A year from now the question won't be "do you have a website and a CRM", but "do you have an agent that works inside them — and where does the team talk to it". RAG, MCP and the orchestrator aren't three buzzwords — they're three answers to "memory, hands, head".

A shorter version of this article was also published on DOU (in Ukrainian): dou.ua/forums/topic/60070.

What's the difference between MCP, RAG and the orchestrator?
They're three distinct layers, not alternatives. RAG is memory (grounds answers in your data), MCP is hands (standardized read/write access to CRM, ERP, payments), and the orchestrator (e.g. LangGraph) is the head that plans steps and picks tools. An AI employee is all three together.
RAG or fine-tuning — which should I choose?
For business data it's almost always RAG: it gives current facts and updates instantly (edit a document, re-index). Fine-tuning fits when you need to change the style or format of answers, not to inject knowledge. In practice they're often combined, but you start with RAG.
Why MCP if function calling already exists?
Function calling is "how" the model invokes a tool. MCP is the standard for "where the tool lives": it decouples the agent from the system, so one MCP server serves many agents and one agent reaches many systems without bespoke glue for each.

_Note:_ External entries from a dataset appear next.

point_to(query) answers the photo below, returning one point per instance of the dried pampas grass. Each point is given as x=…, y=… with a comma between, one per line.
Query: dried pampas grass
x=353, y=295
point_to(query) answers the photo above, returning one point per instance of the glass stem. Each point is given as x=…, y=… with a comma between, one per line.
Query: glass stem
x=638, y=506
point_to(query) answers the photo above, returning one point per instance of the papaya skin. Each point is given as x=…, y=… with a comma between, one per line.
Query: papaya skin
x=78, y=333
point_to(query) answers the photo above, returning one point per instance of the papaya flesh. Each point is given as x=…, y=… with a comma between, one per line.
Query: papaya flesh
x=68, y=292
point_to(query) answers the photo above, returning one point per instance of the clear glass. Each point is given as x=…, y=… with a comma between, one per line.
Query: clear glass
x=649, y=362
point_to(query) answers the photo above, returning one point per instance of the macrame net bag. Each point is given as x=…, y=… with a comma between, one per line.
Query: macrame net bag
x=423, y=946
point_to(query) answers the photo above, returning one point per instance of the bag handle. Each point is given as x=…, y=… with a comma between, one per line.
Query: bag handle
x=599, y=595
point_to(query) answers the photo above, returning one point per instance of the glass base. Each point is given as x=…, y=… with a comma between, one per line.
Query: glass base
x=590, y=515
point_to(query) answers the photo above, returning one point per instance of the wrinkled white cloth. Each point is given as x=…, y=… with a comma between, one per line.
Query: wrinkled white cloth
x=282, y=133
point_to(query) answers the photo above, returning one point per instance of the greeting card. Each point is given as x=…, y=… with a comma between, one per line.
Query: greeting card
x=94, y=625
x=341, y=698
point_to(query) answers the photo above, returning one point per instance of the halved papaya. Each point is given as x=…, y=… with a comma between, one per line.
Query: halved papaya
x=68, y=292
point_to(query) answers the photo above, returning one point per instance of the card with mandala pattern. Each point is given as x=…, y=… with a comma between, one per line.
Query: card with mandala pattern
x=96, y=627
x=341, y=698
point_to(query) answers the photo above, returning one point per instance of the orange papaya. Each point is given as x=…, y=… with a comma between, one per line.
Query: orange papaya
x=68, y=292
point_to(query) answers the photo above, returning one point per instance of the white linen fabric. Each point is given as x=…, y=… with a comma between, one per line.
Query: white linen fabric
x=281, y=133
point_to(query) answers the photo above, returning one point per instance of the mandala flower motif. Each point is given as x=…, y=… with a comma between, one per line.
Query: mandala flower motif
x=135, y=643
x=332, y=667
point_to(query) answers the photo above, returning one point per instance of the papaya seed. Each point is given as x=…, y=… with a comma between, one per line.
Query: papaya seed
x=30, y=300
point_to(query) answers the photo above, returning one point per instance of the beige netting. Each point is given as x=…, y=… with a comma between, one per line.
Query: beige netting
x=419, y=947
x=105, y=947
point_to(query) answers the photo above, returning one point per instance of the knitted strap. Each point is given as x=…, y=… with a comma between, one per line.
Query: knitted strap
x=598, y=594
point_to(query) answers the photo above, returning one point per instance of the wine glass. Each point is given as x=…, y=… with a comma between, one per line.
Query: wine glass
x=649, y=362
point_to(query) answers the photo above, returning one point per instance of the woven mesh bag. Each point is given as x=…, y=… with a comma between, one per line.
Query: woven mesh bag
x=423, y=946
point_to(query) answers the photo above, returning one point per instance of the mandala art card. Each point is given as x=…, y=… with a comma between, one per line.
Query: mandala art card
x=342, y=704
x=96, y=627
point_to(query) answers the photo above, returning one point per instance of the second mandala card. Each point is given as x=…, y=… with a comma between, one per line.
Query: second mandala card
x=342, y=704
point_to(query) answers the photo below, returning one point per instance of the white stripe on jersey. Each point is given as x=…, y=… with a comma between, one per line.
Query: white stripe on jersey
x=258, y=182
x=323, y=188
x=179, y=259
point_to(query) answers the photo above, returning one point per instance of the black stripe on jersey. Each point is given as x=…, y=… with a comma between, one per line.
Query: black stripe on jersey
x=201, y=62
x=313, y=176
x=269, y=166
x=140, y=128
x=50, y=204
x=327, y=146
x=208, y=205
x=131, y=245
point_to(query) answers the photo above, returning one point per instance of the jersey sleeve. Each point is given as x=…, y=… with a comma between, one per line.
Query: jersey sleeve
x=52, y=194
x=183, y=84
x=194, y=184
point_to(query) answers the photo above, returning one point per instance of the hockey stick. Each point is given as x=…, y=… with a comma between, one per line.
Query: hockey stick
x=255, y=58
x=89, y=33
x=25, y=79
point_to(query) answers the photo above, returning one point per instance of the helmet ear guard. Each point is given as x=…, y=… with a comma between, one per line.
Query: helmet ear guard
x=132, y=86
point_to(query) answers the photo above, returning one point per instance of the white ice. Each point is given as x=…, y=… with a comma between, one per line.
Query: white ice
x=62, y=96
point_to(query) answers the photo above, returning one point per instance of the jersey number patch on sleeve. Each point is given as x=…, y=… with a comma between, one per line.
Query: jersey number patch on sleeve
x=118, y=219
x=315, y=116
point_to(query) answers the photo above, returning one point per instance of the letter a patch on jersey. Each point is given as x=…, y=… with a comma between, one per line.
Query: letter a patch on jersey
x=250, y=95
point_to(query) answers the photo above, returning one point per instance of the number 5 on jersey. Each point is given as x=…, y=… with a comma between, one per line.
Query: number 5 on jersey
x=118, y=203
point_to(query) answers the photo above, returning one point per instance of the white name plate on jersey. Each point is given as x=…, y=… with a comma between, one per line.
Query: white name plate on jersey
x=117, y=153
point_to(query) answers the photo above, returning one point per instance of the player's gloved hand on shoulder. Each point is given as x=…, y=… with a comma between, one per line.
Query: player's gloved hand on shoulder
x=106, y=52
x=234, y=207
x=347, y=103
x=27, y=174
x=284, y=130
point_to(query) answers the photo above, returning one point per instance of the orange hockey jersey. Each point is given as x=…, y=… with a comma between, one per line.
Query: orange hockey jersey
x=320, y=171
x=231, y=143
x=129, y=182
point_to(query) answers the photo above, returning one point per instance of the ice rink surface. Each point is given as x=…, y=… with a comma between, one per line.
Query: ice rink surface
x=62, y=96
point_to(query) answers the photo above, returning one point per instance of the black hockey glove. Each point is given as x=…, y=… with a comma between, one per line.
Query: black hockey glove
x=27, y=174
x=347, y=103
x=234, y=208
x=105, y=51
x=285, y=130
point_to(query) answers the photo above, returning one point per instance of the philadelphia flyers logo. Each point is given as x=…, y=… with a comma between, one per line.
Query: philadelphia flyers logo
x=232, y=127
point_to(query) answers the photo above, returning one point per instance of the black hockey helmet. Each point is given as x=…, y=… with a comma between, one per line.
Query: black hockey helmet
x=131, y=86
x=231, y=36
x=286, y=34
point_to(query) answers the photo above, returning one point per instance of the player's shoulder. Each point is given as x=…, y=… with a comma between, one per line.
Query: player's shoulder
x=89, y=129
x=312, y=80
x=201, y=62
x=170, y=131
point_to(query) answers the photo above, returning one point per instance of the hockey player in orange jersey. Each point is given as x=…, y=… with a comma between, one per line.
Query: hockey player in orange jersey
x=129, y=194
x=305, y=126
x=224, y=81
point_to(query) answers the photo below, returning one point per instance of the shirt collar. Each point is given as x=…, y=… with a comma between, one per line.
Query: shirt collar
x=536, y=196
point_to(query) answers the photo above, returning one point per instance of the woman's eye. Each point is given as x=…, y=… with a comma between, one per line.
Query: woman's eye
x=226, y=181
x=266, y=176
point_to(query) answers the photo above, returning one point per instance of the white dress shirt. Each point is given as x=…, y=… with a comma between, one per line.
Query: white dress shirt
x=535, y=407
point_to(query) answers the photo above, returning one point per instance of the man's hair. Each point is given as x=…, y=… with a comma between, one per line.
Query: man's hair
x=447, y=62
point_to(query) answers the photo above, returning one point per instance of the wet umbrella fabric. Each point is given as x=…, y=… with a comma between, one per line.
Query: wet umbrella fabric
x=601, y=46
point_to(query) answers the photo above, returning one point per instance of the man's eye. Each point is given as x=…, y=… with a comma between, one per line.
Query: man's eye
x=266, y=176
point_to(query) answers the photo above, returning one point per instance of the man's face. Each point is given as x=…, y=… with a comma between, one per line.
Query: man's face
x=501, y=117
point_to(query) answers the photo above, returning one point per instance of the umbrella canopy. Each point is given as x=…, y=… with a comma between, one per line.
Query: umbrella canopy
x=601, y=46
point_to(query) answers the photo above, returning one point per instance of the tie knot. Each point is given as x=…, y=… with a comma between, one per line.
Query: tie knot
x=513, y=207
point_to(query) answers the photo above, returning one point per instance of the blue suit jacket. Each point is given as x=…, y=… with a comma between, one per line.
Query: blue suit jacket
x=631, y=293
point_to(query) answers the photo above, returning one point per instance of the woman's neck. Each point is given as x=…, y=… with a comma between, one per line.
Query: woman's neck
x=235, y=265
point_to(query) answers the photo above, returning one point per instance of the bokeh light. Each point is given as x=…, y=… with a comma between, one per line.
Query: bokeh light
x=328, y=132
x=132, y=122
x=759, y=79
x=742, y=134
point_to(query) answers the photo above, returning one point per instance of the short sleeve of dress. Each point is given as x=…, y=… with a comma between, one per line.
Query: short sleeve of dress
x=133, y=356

Why does an AI agent need Slack?
So the whole team works with the agent in one interface. The agent joins the workspace as a member, channels become context (sales, support), and critical actions are approved with a button right in chat.
Is it safe to give the agent access to the CRM and payments?
Yes, if access is constrained architecturally: permissions and scopes at the channel level, SSO (the agent acts as the company), human-in-the-loop on critical actions, separate roles per department, and an audit of every action.
Where do you start?
With a single scenario (e.g. a return or order status) with human escalation from day one. First you set up memory (RAG) and a couple of MCP tools, then you expand the set of actions.